I also joined loads of T1 facebook forums and have seen so much positive support, and positive change coming from them. A big shoutout to Louise Troubridge, who helps to effectively manage the “Type 1 diabetes uk” facebook page. It’s got over 8,000 members! 😮

 

My favourite facebook group (sorry to disappoint Louise!) is “Libre line art”. Do have a look as you don’t need to be a facebook member to appreciate it!

 

 

There’s also the amazing “GBDoc” (Great Britain diabetes online community) on twitter, who are never far away to provide help and support if you tag “#gbdoc”. They even hold insightful and entertaining “TweetChats” on Wednesdays at 9pm. Follow ”@GbdocTChost”

 

 

Furthermore, this year I’ve fasted a whole month for the first time in my life (see my 30 day graph below). A huge thank you to Dr Sarah Ali (@AliRacaniere) and Dr Sufyan Hussain (@sugarydoc) for making this an achievable reality, despite Covid and it being my first ever attempt! 

 

 

I feel really good to get that off my chest. 

 

Just remember you are not alone! Sometimes it takes a human to just listen and “try” to understand.

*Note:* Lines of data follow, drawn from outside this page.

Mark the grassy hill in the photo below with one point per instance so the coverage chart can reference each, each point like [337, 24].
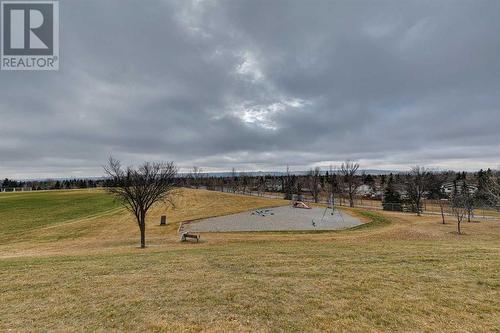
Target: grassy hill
[397, 273]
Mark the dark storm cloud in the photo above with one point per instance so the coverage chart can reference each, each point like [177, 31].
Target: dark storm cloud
[258, 85]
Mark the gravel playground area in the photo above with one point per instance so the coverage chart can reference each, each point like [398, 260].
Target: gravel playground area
[276, 219]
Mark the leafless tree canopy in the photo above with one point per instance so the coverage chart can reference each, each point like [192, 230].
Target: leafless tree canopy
[197, 176]
[313, 179]
[348, 171]
[459, 209]
[416, 184]
[139, 189]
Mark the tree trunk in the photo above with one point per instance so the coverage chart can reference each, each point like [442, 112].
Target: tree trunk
[142, 227]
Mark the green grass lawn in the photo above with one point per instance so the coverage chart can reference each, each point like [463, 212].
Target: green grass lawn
[20, 212]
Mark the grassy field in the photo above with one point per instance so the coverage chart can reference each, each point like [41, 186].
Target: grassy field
[395, 273]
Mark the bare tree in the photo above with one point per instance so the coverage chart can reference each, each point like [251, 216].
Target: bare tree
[442, 205]
[313, 179]
[416, 184]
[459, 209]
[139, 189]
[348, 170]
[289, 184]
[493, 191]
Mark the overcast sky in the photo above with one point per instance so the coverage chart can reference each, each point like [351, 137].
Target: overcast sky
[257, 85]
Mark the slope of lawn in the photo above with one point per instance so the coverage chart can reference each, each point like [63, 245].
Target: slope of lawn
[21, 212]
[398, 273]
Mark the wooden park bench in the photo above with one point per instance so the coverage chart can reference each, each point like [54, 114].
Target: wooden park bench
[186, 235]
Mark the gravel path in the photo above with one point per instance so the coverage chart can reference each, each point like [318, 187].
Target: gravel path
[276, 219]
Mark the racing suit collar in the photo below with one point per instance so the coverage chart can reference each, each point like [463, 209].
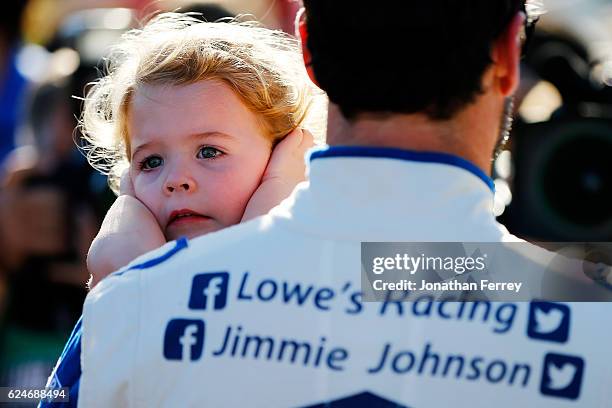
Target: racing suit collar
[401, 154]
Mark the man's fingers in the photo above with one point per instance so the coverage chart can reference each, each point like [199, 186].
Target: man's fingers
[125, 186]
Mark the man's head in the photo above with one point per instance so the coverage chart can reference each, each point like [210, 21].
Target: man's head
[404, 57]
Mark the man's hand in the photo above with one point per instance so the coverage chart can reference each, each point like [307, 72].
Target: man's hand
[286, 168]
[128, 231]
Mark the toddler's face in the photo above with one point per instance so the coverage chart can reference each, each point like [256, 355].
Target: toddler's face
[198, 154]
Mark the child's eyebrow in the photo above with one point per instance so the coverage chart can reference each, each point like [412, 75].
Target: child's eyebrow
[196, 136]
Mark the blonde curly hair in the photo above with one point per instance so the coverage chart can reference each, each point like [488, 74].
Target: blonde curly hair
[263, 67]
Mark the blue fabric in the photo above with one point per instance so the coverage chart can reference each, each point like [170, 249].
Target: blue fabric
[12, 88]
[401, 154]
[181, 244]
[68, 371]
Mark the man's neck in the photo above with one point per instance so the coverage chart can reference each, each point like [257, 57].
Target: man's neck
[466, 135]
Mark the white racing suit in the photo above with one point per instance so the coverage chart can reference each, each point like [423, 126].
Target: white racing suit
[270, 314]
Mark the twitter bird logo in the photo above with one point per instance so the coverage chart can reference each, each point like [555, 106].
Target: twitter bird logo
[548, 321]
[562, 376]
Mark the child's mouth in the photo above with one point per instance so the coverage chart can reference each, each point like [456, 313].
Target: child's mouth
[185, 216]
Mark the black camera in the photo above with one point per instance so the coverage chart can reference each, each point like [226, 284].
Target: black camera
[562, 182]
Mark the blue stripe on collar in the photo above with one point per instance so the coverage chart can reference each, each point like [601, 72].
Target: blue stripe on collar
[401, 154]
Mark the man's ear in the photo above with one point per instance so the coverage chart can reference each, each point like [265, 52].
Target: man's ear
[506, 56]
[302, 34]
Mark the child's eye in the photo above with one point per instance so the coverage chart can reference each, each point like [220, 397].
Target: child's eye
[208, 152]
[151, 162]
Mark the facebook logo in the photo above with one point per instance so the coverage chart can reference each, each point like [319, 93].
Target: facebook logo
[549, 321]
[209, 291]
[562, 376]
[184, 339]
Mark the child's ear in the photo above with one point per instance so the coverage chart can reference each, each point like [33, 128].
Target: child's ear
[302, 34]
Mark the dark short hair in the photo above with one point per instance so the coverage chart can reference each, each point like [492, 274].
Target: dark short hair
[404, 56]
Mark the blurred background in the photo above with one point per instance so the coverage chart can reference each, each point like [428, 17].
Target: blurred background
[553, 181]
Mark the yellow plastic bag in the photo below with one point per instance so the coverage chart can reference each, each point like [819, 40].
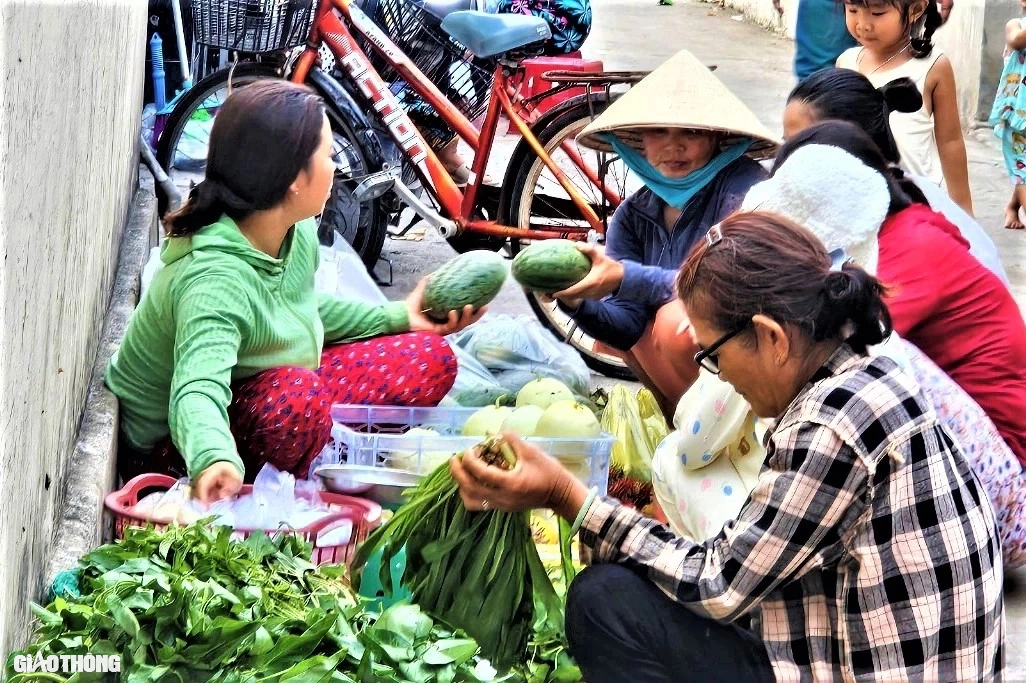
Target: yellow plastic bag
[639, 427]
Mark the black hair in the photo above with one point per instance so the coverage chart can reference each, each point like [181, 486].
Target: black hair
[922, 44]
[766, 264]
[853, 139]
[844, 94]
[263, 136]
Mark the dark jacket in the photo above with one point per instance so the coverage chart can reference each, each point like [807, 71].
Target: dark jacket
[652, 255]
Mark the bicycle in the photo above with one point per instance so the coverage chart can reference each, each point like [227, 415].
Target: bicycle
[380, 150]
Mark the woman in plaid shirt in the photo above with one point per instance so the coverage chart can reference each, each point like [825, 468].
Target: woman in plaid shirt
[866, 552]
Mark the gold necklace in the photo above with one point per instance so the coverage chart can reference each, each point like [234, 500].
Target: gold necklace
[885, 62]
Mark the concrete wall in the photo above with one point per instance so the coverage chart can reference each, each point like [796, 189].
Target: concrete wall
[69, 119]
[962, 39]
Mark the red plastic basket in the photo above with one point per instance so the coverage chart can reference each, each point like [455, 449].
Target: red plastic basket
[364, 516]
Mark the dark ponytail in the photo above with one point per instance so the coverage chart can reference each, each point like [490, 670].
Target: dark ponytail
[765, 264]
[843, 94]
[263, 136]
[853, 295]
[922, 44]
[853, 139]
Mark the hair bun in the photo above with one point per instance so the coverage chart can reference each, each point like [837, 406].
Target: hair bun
[902, 95]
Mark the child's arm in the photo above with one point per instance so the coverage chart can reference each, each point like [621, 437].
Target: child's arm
[947, 130]
[1015, 35]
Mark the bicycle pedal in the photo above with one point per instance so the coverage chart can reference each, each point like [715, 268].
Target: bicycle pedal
[373, 275]
[373, 187]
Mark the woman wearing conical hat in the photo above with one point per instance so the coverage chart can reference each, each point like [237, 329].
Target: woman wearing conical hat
[695, 145]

I know this year has been extremely tough psychologically, financially and socially. 

 

Reach out, know that you’re not alone, bounce off people, celebrate the small wins, take it one step at a time, love yourself, be grateful, there is a lot of good in this world and I’m thankful I’ve found it when I needed it most.

 

I dedicate this post to my awesome endocrinologist Dr Karen Anthony, and my now, unfortunately retired 😢 DSN and dietician; Susan Olive and Janice Mavroskoufis. 

 

Sometimes you just need to take a step back, listen, be non-judgemental and “try”.